Varying media accounts of Defense Minister Serdyukov’s meeting Thursday with defenders of conscript rights lead one to think they attended different meetings.
But the Defense Minister deserves praise for facing some of the army’s sharpest critics. And for apparently saying he wants to meet them routinely, according to Krasnaya zvezda. His predecessors rarely did.
The headline story from the meeting was Serdyukov’s offer for civilian activists to accompany conscripts through the induction process until they reach their place of service, and settle into their units. He also offered fuller access to the military’s bases.
RIA Novosti quoted him:
“We want to propose an option for accompanying conscripts: take part in the callup commission, and then go with them to units and see how they are billeted.”
He added that he is prepared to let civilian representatives into all military units, with the exception of an unknown number of secret ones.
According to ITAR-TASS, he said:
“The Defense Ministry on the whole is interested in public organizations having access to military units.”
So Serdyukov bowed to greater civilian involvement, if not control or oversight, and also stumped for his efforts to ‘humanize’ conscript service in the armed forces.
His offer was interesting for the catch it included . . . these civil society representatives have to participate in the callup commission before they can go with new soldiers to their units.
Maybe Serdyukov thinks they won’t take up the offer. Maybe he thinks, if they do, they’ll dirty their hands in the difficult work of deciding who has to serve, or doesn’t, and where. Maybe sorting through far-from-ideal candidates and still trying to meet manpower quotas will temper their criticism.
But it may give conscript rights activists even better insight into induction process problems and abuses than they already have. We’ll see.
Serdyukov touted efforts to enable conscripts, especially those with dependent parents and children, to serve as close to home as possible, rather than sending them as far away as possible like in the past.
But Valentina Melnikova of the Union of Committees of Soldiers’ Mothers (SKSM or СКСМ) believes no one is fulfilling Serdyukov’s order to assign draftees closer to home:
“In military commissariats no one pays attention to this.”
According to Lenta.ru, Serdyukov cited his other innovations – introducing a rest hour after lunch, lifting virtually all restrictions on the use of cell phones by conscripts, giving them a chance to earn a weekend pass, and freeing them from all housekeeping and maintenance chores in their barracks, units, and garrisons. But neither Serdyukov nor the media could say how widely these initiatives have been implemented.
According to Krasnaya zvezda, Serdyukov wants to revive moribund parents’ committees introduced several years ago, but found impractical when young men served in remote areas far from home. If they’re closer to home, their parents might be able to visit their units. Serdyukov also mentioned the 4-year-old Defense Ministry Public Council. Krasnaya zvezda reported that Melnikova is heading its working group to coordinate its activities with other public and human rights organizations. Serdyukov expressed the hope that such a unification of efforts will be beneficial.

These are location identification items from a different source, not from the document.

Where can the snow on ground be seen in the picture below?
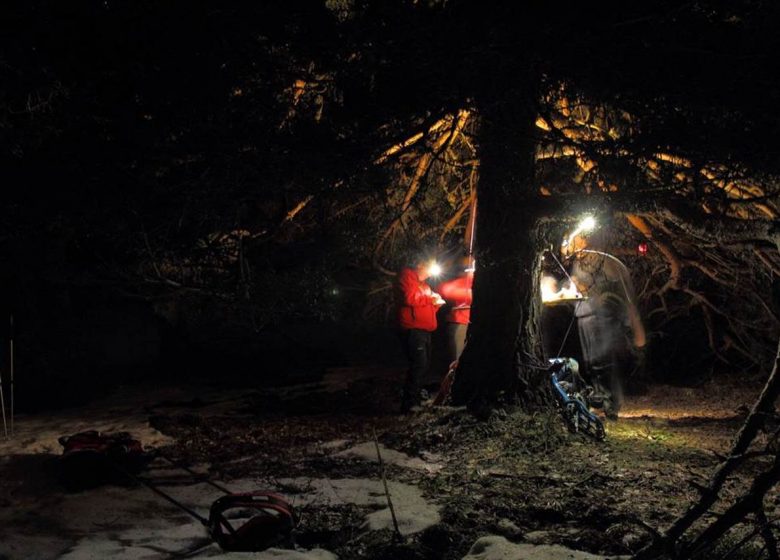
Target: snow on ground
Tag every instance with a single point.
(121, 524)
(498, 548)
(39, 521)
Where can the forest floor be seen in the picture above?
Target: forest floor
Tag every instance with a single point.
(511, 479)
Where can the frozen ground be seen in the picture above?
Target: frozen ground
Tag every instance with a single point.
(452, 480)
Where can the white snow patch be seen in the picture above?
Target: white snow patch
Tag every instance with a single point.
(498, 548)
(367, 452)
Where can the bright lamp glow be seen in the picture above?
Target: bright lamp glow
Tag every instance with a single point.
(588, 223)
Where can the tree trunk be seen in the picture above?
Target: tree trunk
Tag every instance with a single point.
(500, 361)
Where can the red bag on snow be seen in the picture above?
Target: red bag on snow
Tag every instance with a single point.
(90, 459)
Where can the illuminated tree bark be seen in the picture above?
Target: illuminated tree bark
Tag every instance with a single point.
(500, 361)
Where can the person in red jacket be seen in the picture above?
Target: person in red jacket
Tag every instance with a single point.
(457, 292)
(417, 306)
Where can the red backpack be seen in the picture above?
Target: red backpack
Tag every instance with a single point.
(90, 459)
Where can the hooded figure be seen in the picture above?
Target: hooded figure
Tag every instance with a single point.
(610, 329)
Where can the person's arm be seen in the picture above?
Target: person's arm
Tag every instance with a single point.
(453, 292)
(413, 295)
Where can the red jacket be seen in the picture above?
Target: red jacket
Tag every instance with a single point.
(457, 292)
(415, 304)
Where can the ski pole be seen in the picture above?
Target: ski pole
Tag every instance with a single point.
(2, 405)
(11, 356)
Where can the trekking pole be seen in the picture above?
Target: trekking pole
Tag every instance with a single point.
(11, 356)
(199, 477)
(2, 405)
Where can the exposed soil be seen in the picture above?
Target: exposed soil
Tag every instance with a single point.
(520, 476)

IA Regnum reports that Petersburg’s Ella Polyakova gave Serdyukov a detailed report on violations of conscript rights complete with statistics, concrete examples, and proposals to better protect them.
Polyakova would like to remove examining physicians from the callup commission, and from the control of the voyenkomat. She said their qualifications need improvement also. She objected to Serdyukov’s cuts in military medicine and called for better psychiatric assistance for conscripts in their units.
Polyakova says Serdyukov’s officer cuts have worsened the situation in the barracks. Sergeants who were supposed to replace officers are ill-prepared for greater responsibility, and barracks violence has spiked as a result. The Main Military Prosecutor’s figures support her. Sergey Fridinskiy recently reported that hazing and other barracks violence increased 50 percent in the first five months of 2010.
Newsru.com reported Tatyana Kuznetsova’s concern about the army stretching its definition of fitness and taking men who should be deferred or exempt for health reasons:
“But, as we know, right away, having just reached the troops, many guys turned up in hospitals which were overflowing. Like in a war, they laid in three rows, on the floor, in corridors. These boys were called up sick, with chronic illnesses that weren’t discovered during the callup. They weren’t discovered on purpose.”
All in all, it’s clear that, no matter how often they get together, Defense Minister Serdyukov and human rights activists will continue to disagree about the state of the army and how to change it.
According to IA Regnum, when Serdyukov said there’s no money for contract service, the activists asked him to explain:
“. . . how much money is being expended from budgets at all levels to fulfill the conscription plan in the ranks of the armed forces, as a result of which young men who are sick, invalids, and psychologically unstable end up in the army. And next compare this with the amounts of expenditures to dismiss conscripts from the army after several months for health reasons, and to pay compensation to the families of those who have died or become invalids in peacetime.”